Ma Benedetto XVI tira dritto "La nostra linea non cambia"
di Marco Politi
“la Repubblica” del 19 marzo 2009
Papa Ratzinger ha messo il dito nel vespaio. Bocciando l'uso del preservativo, ha scatenato le ire
della Ue e dei governi francese, tedesco e spagnolo, la protesta delle organizzazioni non governative
impegnate nel contrasto dell'epidemia, quelle dell'Onu, l'imbarazzo di vescovi, preti e missionari
che non condividono la demonizzazione dei profilattici. Perché nell'Africa sub-sahariana i morti di
Aids sono già 25 milioni, perché oltre 20 milioni (di cui un milione nel Camerun) sono oggi i
malati, perché - come ricorda Mario Giro della comunità di Sant'Egidio, pur evitando l'argomento
preservativi - «solo in Africa esiste la realtà drammatica dei bambini già infettati Aids». In
Germania il vescovo ausiliare di Amburgo monsignor Jaschke dichiara seccamente: «Chiunque ha
l'Aids ed è sessualmente attivo, chiunque ha rapporti plurimi deve proteggere gli altri e se stesso.
Dunque la questione dei profilattici, pur non essendo una panacea, non è un tabù».
Ma Benedetto XVI non cambia linea. E lo fa annunciare con forza dal suo portavoce. Quando
ancora i governi europei non hanno bersagliato di critiche il Pontefice (un'altra novità dell'attuale
stagione ratzingeriana), padre Lombardi già ribadisce: «Non bisogna aspettarsi da questo viaggio un
mutamento delle posizioni della Chiesa nei confronti del problema dell'Aids». Incoraggiare
l'ideologia della «fiducia nel preservativo», dichiara, non è corretto. Mentre l'Osservatore Romano
lamenta che il viaggio sia stato stravolto dai media.
Poi, dinanzi alla valanga di proteste, Lombardi diffonde una nota ufficiale: «Puntare essenzialmente
sulla più ampia diffusione dei preservativi non è la via migliore più lungimirante e più efficace per
contrastare il flagello dell'Aids». Il Papa, si legge, ha ribadito la «posizione della Chiesa cattolica».
E' una strategia basata su tre punti. Educare all'uso responsabile della sessualità, valorizzando
matrimonio e famiglia. Ricercare ed applicare le cure più efficaci e metterle a disposizione del
maggior numero di pazienti. Garantire assistenza umana e spirituale ai malati di Aids e a tutti i
sofferenti «che sono da sempre nel cuore della Chiesa».
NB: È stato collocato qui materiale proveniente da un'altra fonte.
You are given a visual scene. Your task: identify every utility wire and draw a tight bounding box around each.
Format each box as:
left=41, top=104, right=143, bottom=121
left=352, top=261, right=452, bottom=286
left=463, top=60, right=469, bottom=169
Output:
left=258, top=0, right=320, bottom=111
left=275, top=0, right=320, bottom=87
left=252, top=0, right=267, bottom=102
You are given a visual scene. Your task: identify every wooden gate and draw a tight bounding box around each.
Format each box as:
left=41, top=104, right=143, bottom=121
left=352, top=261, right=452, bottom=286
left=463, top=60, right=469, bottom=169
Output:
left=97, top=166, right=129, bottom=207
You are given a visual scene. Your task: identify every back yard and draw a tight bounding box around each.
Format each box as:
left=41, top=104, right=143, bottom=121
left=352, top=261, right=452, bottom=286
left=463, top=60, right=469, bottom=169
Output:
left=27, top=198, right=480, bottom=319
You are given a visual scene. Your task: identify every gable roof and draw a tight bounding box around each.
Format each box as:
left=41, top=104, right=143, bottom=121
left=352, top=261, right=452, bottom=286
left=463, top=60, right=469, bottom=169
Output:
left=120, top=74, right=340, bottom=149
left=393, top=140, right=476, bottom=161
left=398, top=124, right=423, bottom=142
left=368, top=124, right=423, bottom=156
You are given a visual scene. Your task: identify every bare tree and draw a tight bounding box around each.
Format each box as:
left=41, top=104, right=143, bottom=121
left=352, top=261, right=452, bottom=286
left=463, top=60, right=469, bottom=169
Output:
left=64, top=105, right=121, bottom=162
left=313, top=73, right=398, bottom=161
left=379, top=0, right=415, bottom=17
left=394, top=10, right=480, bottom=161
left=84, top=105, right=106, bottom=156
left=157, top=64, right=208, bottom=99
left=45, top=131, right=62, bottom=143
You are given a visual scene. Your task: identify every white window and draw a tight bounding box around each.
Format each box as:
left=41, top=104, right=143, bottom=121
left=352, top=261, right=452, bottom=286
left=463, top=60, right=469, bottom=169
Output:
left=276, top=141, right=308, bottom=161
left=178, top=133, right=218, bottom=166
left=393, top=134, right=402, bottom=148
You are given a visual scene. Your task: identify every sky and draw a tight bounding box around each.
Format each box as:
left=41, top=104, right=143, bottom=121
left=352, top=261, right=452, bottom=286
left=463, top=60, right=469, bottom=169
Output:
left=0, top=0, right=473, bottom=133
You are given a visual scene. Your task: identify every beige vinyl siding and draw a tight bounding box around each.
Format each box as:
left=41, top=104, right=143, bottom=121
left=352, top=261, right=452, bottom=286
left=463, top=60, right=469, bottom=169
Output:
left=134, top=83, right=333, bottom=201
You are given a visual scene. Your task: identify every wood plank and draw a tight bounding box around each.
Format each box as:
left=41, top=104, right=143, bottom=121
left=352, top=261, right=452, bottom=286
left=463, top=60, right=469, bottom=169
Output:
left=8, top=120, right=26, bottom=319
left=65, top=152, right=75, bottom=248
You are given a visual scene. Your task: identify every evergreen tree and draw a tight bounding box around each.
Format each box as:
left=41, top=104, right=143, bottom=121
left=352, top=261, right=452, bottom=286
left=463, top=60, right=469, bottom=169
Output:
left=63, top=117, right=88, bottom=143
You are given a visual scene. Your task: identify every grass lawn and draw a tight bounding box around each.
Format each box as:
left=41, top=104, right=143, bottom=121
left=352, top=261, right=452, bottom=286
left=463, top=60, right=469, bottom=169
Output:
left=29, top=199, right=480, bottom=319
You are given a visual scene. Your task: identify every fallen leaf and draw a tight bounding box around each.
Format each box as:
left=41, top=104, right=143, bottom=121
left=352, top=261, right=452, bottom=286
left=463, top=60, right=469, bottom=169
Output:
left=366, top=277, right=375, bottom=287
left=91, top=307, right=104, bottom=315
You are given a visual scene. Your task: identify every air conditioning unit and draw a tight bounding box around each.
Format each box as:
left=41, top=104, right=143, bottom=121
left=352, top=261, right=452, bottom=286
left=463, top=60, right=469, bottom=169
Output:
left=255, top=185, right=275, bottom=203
E intanto il sito web vaticano si impappina. Prima censura il Papa, riportando il colloquio con i
giornalisti in aereo, e gli toglie dal discorso la parola preservativo, sostituita dal più neutro
«profilattico». Poi smoscia la frase di Ratzinger: «La distribuzione dei preservativi aumenta il
problema», modificandola in «Il rischio è di aumentare il problema». Viene anche aggiunto un
riferimento agli «slogan pubblicitari» sull'utilizzazione di condom, che il Papa non si è mai sognato
di pronunciare. Infine gli strateghi vaticani della comunicazione Internet ci ripensano. Torna la
parola tabù «preservativo», ma un po' sì e un po' no. Il bollettino della Sala Stampa la riporta e il
resoconto del viaggio in Africa no.
Guardi in faccia preti e suore, che stanno sul posto, e ti diranno che non ha senso il veto a priori sui
profilattici. Un sacerdote veterano dell'Africa mi conferma: «Non lo dirò in pubblico, ma ho visto
tanti missionari e suore distribuire preservativi». Il problema, aggiunge, «è che in tanti villaggi gli
uomini si rifiutano di usarli e i bambini ci giocano facendone palloncini!».
A Yaounde l'irriverente giornale
Le Messager afferma: «E' un segreto di Pulcinella che nella Chiesacattolica africana e in Camerun la maggioranza dei preti e parecchi prelati vivano in concubinaggio
notorio e hanno figli. La prima causa di mortalità dei preti è l'Aids».
D'altronde in Camerun si avverte una forte sensibilizzazione sulla lotta all'epidemia. Anche
all'Hilton, albergo del seguito mediatico papale, c'è in ogni scrivania un opuscolo e un preservativo
omaggio.
Vero è, come spiegano gli operatori di Sant'Egidio già presenti in dieci paesi africani con i Centri
Dream, che il contrasto esige una mobilitazione reale delle strutture sanitarie e un grande impegno
umano. Non si tratta di distribuire semplicemente medicine, ma di seguire costantemente con analisi
i malati e di fornire reale assistenza personale. E qui sono preziosi gli «attivisti» (molte le donne):
malati in cura che seguono a domicilio o negli ospedali altri pazienti, spesso analfabeti.